In deciding whether to schedule needs_network tasks,
we were looking at gstate.network_suspended.
The problem is that this remains false for 5 minutes
after any GUI RPC that could generate network activity.
Instead, look at gstate.file_xfers_suspended.
- store final network usage in RESULT; write/parse in state file
- final disk and memory usage weren't being written to state file; do so.
- add --network_usage option to example app, to test this stuff
Also fixed a bug where, if a job was aborted while not running,
its final CPU and elapsed time weren't copied from ACTIVE_TASK to RESULT,
hence not sent to scheduler
Various bad things could happen when CPU throttling was used together w/ GPU apps.
Examples:
- on a multi-GPU system, several GPU tasks are assigned to the same GPU
- a suspended GPU task remains in memory (tying up its GPU resources)

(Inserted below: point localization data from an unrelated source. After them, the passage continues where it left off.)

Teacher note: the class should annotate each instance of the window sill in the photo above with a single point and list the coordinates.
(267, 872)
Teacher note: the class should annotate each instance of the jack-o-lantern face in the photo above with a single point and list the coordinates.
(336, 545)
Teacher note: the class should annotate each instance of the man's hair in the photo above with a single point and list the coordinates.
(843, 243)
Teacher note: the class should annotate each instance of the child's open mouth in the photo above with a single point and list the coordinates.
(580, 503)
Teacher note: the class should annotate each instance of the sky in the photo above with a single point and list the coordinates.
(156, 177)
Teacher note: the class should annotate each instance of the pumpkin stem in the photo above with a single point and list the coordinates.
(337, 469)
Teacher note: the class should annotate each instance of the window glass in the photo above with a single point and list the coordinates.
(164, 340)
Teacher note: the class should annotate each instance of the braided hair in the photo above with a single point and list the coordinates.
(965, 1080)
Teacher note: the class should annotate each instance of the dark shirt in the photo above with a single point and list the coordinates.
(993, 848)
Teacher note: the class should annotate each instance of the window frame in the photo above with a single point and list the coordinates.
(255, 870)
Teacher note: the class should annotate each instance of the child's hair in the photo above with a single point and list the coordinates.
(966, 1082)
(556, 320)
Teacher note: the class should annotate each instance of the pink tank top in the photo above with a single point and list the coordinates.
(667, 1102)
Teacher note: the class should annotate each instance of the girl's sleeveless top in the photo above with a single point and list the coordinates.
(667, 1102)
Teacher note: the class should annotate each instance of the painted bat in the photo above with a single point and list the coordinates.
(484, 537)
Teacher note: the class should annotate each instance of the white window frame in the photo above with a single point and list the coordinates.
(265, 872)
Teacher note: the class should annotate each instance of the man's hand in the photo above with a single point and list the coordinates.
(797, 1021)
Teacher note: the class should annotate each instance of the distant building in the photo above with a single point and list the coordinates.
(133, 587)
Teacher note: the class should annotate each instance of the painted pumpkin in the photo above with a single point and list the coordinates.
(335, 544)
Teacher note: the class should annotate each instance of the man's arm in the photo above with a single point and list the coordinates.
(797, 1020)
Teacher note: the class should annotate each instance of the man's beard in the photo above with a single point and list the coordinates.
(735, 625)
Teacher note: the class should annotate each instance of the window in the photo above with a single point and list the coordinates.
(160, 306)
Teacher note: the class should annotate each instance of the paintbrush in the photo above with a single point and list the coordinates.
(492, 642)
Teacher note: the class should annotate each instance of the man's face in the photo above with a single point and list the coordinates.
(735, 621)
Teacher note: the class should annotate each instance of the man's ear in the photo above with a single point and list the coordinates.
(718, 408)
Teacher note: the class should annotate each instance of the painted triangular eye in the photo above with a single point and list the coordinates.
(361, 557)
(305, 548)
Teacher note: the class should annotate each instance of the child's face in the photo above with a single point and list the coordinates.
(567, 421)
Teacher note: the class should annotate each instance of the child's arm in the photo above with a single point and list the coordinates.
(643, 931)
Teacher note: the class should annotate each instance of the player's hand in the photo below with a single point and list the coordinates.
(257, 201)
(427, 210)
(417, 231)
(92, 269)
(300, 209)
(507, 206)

while other tasks try to use the GPU.
The problem was that parts of the code assumed that suspended
GPU processes don't exist - i.e. that when a GPU task is suspended
it's always removed from memory.
This isn't true in the presence of CPU throttling.
So I made the following changes:
- When assigning GPUs to tasks, treat suspended tasks like running tasks
(i.e. reserve their GPUs)
- At the end of the CPU-scheduling logic, if there are any GPU tasks
that are suspended and not scheduled, remove them from memory,
and trigger a reschedule so we can reallocate their GPUs.
Also, a cosmetic change: in the resource usage string shown in the GUI,
include "(device X)" even if the task is suspended (i.e. because of throttling).
Also: zero out COPROC::opencl_device_indexes[] so we don't write
a garbage number to init_data.xml for non-OpenCL jobs